RedisInsight is the successor to RDBTools! RDBTools will reach EOL on 31st December 2019

How to Fix Lopsided Hash Slots in Redis

In Redis, the primary unit of distribution is a hash slot. Distributed versions of redis - including the open source Redis Cluster, commercial Redis Enterprise and even AWS ElastiCache - can only move around data 1 slot at a time.

This leads to an interesting problem - lop-sided slots. What if one slot (or a few slots) end up having most of the data?

Is that even possible?

Redis decides the hash-slot for a key using a well published algorithm. This algorithm will usually ensure that keys are well distributed.

But developers can influence the algorithm by specifying a hash tag. A hash tag is a portion of the key enclosed in curly braces {...}. When a hash-tag is specified, it will be used to decide the hash slot.

The hash-tag in redis is what most databases would call a partition key. If you choose a wrong partition key, you will get lopsided slots.

As an example, if your keys are like {users}:1234 and {users}:5432, redis will store all users in the same hash slot.

What’s the fix?

The fix is conceptually simple - you need to rename the key to remove the incorrect hash tag. So renaming {users}:1234 to users:{1234} or even users:1234 should do the trick…

… except that the rename command doesn’t work in redis cluster.

So the only way out is to first dump the key and then restore it against the new name.

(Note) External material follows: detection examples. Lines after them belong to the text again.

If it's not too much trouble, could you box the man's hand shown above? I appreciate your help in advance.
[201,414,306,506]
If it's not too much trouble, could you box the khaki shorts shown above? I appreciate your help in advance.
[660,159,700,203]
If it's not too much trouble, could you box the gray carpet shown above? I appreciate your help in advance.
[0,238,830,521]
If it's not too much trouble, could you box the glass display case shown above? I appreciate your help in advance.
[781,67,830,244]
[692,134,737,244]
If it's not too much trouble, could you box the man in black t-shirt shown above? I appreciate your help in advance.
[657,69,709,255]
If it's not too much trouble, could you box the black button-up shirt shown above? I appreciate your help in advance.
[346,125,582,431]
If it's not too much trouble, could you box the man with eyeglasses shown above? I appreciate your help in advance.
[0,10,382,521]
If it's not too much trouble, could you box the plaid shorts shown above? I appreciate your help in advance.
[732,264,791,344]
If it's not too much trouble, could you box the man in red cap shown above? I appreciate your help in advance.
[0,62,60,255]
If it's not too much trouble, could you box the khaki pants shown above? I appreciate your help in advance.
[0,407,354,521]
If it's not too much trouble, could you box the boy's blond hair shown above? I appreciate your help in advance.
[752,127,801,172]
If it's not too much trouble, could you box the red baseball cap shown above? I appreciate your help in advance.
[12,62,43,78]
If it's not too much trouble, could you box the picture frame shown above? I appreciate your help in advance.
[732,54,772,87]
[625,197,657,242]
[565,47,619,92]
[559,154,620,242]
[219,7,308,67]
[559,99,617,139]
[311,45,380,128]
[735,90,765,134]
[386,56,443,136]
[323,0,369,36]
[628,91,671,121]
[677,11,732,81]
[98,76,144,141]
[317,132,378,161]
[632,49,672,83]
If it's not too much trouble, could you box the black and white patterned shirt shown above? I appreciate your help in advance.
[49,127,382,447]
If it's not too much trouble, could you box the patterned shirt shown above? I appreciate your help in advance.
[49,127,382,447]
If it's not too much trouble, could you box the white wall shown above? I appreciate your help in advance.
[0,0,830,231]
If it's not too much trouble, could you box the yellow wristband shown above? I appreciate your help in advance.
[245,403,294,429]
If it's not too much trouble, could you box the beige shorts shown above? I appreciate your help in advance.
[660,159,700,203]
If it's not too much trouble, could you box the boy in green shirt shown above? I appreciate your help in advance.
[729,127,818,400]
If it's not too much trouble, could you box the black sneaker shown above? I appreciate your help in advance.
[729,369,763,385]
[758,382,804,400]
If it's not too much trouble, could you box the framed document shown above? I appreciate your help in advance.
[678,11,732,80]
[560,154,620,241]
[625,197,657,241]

Here is how it looks in code:



from redis import StrictRedis
try:
    from itertools import izip_longest
except:
    from itertools import zip_longest as izip_longest


def get_batches(iterable, batch_size=2, fillvalue=None):
    """
    Chunks a very long iterable into smaller chunks of `batch_size`
    For example, if iterable has 9 elements, and batch_size is 2,
    the output will be 5 iterables - each of length 2. 
    The last iterable will also have 2 elements, 
    but the 2nd element will be `fillvalue`
    """
    args = [iter(iterable)] * batch_size
    return izip_longest(fillvalue=fillvalue, *args)


def migrate_keys(allkeys, host, port, password=None):
    db = 0
    red = StrictRedis(host=host, port=port, password=password)

    batches = get_batches(allkeys)
    for batch in batches:
        pipe = red.pipeline()
        keys = list(batch)
        for key in keys:
            if not key:
                continue
            pipe.dump(key)
            
        response = iter(pipe.execute())
        # New pipeline to run the restore command
        pipe = red.pipeline(transaction=False)
        for key in keys:
            if not key:
                continue
            obj = next(response)
            new_key = "restored." + key
            pipe.restore(new_key, 0, obj)

        pipe.execute()


if __name__ == '__main__':
    allkeys = ['users:18245', 'users:12328:answers_by_score', 'comments:18648']
    migrate_keys(allkeys, host="localhost", port=6379)